The war in Donbass has become one of the central links in the geopolitical tug-of-war between the main driving force of multipolarity – the Russian Federation – and the declining American superpower which, contrary to many analysts’ forecasts, has not – or has not been allowed to – discard its far-away “Project Ukraine” since Trump was elected.
Indeed, for the past several months straight, a voluminous share of the information sphere has been engulfed by constant forecasts that war is just around the corner. Ukraine has moved the bulk of its forces up to the frontline; American, Canadian, and Polish NATO “instructors” have been sighted at Ukrainian positions evermore frequently; the US has finally opted to openly, officially supply lethal weaponry to Kiev; the US envoy to Ukraine, Kurt Volker, has consistently pushed an unconditional, bellicose line; Kiev has adopted a range of new laws that pave the legal and discursive path for a new war; and the socio-economic and psychological disintegration of the former Ukraine is accelerating at such a pace that a “preemptive” strike against “Russian-occupied Donbass” might just be the last tool in the toolbox that the Kiev regime’s current personnel have to save their skin. The list could go on and on. All of the preconditions for a restart to the war in Donbass seem to be falling into place.
Particularly astute readers might recall that this is not the first time that this scenario has reared its head – indeed, habitual “scares” are endemic to frozen conflicts, since participating sides try to tempt or provoke the other(s) into playing their cards, and in order to keep the opposing side(s) on their toes in a war of attrition.
But Donbass is not going to remain a frozen conflict. The initiators of the war in Kiev and Washington are running out of slack.
First of all, Russia has dealt a qualitative, game-changing blow to the US in Syria, having successfully saved the country from a Libya scenario and, most importantly, in the process become one of, if not the most important broker in the region that has forged a networked alliance with all the most important regional actors. In other words, the US’ other main front against Russia is collapsing. With Syria under control, Russia will be able to shift its attention back to Donbass.

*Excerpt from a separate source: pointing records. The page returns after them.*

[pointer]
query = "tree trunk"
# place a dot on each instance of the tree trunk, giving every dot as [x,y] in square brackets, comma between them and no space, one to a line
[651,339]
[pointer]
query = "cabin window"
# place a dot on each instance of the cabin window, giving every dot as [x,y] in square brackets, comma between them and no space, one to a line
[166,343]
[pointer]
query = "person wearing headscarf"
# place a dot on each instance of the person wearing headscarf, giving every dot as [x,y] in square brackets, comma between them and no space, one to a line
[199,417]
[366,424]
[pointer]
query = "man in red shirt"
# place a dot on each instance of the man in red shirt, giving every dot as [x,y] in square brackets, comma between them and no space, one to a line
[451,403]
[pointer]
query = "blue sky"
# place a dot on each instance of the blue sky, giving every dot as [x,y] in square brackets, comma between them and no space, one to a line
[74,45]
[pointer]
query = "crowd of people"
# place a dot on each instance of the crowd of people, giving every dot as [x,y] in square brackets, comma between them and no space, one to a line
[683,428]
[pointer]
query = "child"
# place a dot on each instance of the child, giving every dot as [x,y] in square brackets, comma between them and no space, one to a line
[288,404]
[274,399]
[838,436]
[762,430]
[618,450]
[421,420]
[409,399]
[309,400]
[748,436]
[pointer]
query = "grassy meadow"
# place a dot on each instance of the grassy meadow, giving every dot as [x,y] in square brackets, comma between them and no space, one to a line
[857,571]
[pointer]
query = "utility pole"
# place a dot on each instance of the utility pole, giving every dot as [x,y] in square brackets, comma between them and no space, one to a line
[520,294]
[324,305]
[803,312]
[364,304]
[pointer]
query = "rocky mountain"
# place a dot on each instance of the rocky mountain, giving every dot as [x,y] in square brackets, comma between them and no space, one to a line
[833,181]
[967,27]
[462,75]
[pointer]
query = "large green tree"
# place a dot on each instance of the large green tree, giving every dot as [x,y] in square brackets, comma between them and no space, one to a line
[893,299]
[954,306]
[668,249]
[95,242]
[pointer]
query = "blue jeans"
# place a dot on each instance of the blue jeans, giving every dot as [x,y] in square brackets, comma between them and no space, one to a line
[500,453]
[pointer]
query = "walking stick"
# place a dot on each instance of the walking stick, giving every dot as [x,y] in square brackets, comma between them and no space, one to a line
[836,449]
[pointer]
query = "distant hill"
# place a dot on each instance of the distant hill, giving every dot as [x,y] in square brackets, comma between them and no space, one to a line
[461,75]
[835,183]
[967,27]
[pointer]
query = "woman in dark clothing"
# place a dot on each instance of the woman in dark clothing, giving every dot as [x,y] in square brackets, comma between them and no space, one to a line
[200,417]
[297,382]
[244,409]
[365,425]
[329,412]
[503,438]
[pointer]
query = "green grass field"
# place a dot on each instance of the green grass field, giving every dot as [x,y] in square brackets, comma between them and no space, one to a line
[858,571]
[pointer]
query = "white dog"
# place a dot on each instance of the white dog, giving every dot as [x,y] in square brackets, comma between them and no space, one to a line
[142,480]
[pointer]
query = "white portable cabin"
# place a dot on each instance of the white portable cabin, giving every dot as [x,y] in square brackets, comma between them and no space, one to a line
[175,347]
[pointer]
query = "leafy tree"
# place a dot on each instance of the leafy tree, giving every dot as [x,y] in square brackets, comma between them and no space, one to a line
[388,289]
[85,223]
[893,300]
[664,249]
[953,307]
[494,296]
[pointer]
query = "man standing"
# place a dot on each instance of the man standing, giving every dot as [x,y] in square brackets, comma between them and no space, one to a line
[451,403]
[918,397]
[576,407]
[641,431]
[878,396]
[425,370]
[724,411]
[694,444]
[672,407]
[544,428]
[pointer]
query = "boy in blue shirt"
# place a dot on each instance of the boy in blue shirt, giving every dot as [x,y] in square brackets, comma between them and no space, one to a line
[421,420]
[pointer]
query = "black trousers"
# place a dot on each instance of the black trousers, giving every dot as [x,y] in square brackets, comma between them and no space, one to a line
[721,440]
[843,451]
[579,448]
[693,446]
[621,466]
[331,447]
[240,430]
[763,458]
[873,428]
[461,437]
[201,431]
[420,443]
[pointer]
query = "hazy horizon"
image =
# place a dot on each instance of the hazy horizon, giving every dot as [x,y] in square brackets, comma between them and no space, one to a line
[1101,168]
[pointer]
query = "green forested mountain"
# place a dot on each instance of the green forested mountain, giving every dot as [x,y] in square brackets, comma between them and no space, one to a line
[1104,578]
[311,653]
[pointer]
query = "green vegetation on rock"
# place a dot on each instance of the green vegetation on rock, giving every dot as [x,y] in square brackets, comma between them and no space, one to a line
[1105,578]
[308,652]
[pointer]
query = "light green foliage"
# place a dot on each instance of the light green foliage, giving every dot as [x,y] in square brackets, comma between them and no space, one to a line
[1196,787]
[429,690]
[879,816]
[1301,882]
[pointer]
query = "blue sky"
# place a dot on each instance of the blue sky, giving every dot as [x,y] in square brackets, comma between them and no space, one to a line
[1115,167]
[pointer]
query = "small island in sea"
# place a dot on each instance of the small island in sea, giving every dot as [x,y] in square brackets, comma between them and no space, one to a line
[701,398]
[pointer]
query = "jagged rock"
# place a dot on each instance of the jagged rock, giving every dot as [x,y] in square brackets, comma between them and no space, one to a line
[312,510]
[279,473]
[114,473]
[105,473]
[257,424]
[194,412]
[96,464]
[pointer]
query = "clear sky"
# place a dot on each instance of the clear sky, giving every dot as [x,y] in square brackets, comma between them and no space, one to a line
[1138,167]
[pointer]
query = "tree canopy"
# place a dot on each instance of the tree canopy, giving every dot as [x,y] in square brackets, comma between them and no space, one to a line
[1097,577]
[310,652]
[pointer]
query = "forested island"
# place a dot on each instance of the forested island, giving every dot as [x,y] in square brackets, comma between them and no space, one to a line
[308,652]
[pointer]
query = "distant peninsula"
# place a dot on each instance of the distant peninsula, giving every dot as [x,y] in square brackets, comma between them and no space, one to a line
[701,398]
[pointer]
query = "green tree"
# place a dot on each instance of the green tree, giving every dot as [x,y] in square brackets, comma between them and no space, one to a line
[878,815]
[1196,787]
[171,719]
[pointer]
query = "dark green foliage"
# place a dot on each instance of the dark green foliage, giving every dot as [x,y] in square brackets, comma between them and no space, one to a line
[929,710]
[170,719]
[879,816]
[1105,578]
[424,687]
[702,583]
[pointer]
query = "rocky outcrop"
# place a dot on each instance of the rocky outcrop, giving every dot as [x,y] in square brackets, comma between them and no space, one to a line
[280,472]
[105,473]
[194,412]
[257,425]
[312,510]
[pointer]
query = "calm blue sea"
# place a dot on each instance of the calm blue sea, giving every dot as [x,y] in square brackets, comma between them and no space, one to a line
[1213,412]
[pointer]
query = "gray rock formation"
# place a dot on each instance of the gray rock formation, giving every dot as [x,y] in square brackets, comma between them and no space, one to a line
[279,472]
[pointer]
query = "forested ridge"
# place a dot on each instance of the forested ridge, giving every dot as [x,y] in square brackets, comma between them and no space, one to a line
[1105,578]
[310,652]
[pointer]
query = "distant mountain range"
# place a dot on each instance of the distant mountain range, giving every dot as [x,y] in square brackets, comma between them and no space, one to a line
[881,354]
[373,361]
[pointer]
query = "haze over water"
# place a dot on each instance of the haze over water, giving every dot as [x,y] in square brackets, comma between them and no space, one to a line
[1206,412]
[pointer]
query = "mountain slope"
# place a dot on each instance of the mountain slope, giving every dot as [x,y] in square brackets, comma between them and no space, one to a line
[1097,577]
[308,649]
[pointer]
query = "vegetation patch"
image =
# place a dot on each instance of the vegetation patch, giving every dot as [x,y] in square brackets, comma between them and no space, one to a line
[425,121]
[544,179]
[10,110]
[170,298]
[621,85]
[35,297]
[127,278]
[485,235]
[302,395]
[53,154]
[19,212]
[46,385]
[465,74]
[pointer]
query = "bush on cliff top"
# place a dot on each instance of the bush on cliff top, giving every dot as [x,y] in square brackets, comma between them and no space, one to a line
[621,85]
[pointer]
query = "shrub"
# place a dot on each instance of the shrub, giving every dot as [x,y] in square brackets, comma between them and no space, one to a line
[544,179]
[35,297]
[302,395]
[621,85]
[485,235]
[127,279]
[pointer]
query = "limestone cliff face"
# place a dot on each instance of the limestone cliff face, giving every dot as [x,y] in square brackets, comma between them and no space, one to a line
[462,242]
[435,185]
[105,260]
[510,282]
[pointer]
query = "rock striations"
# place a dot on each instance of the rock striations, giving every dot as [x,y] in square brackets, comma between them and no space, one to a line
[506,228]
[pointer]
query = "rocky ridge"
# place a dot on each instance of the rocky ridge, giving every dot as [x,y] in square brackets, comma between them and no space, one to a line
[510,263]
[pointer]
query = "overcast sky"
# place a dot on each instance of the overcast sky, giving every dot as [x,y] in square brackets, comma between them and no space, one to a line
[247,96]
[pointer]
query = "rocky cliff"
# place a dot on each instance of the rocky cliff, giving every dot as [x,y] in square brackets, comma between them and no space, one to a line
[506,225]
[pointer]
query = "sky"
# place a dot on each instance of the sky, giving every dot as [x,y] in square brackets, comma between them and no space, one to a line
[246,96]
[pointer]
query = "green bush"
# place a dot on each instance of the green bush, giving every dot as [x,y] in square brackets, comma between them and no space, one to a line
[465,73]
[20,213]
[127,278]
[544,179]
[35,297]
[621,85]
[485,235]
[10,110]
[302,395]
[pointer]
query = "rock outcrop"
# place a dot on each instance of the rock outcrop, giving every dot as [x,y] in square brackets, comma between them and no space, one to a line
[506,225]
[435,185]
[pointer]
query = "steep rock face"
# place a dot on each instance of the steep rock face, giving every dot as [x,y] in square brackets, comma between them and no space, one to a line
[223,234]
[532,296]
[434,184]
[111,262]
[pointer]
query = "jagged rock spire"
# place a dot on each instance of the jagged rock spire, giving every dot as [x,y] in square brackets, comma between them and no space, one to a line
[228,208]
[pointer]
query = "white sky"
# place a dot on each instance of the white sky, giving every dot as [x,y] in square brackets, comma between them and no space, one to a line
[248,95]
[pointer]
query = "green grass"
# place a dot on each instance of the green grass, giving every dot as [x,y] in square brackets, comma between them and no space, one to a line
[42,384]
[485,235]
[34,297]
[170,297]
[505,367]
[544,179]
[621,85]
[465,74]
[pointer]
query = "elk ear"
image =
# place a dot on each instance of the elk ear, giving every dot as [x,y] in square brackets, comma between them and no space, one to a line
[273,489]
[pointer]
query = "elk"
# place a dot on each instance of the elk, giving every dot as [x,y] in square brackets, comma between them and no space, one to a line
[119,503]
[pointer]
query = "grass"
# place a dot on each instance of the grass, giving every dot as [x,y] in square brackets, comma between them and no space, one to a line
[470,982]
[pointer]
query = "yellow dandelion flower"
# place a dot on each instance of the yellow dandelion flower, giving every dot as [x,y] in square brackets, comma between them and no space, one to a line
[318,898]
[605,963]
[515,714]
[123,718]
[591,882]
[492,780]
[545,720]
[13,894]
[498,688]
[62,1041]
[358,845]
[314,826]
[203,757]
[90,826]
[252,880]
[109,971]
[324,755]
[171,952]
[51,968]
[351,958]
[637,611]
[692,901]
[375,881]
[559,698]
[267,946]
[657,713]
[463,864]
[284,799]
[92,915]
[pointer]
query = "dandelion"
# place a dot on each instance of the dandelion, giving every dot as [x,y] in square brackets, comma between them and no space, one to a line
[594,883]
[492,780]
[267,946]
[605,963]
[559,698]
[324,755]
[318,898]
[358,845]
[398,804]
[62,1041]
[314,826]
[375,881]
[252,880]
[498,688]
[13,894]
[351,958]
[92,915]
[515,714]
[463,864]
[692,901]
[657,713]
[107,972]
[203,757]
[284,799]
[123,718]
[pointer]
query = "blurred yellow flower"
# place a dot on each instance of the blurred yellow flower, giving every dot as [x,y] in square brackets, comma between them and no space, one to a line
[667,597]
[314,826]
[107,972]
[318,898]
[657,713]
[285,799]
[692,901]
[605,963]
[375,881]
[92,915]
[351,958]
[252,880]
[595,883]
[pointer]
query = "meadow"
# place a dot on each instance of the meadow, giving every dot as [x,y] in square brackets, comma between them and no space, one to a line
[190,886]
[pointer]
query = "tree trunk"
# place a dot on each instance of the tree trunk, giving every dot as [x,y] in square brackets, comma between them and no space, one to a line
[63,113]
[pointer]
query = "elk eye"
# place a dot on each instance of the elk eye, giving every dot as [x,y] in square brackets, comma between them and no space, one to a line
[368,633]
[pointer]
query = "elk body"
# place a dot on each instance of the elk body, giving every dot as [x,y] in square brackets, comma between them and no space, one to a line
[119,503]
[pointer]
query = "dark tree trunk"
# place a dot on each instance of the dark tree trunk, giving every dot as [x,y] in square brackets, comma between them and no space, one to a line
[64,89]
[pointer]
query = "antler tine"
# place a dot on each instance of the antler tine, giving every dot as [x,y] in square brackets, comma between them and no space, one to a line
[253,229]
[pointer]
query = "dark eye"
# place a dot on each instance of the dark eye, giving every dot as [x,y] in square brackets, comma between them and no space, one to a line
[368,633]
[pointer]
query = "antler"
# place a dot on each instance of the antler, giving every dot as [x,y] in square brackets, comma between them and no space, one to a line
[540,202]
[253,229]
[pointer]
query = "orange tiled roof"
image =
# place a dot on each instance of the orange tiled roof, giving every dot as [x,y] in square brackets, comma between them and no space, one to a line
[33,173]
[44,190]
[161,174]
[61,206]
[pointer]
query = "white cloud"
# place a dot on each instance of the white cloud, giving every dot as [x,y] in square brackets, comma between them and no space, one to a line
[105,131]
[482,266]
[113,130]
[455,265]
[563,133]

Secondly, the US and Ukraine are losing their most important guarantor of Project Ukraine – the European Union. It’s almost become banal to say that the European Union is in crisis on every front. Meanwhile, most of the new, rising alternative parties explicitly stand for reversing the Washington-fanned rift in Russia-Europe relations. Indeed, their constructive stances vis-a-vis Russia are one of the main motives for their hyperbolic demonization. If “old Europe” refuses to tow Washington’s line and instead realizes the urgent need to resolve growing domestic problems and construct a realistic vision for Europe in the 21st century, then “new Eastern Europe”, which has predicated its existence on militaristic lobbying as the “Eastern Flank of NATO”, will have part of the rug torn out from under it. The only place for countries like Poland and the Baltic states to turn would be Washington.
But the Atlanticist US Empire is in a stage of profound decline and the American establishment is increasingly incapable of formulating a coherent, long-term foreign policy for maintaining the Atlanticist project which the US has anchored around itself alone in unipolar fashion. Over the past decade, even the US’ own National Intelligence Council and Atlantic Council have repeatedly admitted that the globalization of Atlanticism proclaimed in the 1990’s as the “End of History” (Fukuyama) predicated on unipolar US hegemony is on the decline in the face of emerging multipolarity, and that US geopolitics is faced with essentially two options for survival: (1) minimizing losses across the board through “geopolitical austerity”, most commonly known in the American lexicon as “cutting back”, or (2) completely rethinking the US’ identity and strategy. The latter, of course, implies a Trump figure in the least or short term and a qualitative policy revolution in the most or long term. And, as we know, Trump hasn’t been allowed to make US foreign policy tenable again.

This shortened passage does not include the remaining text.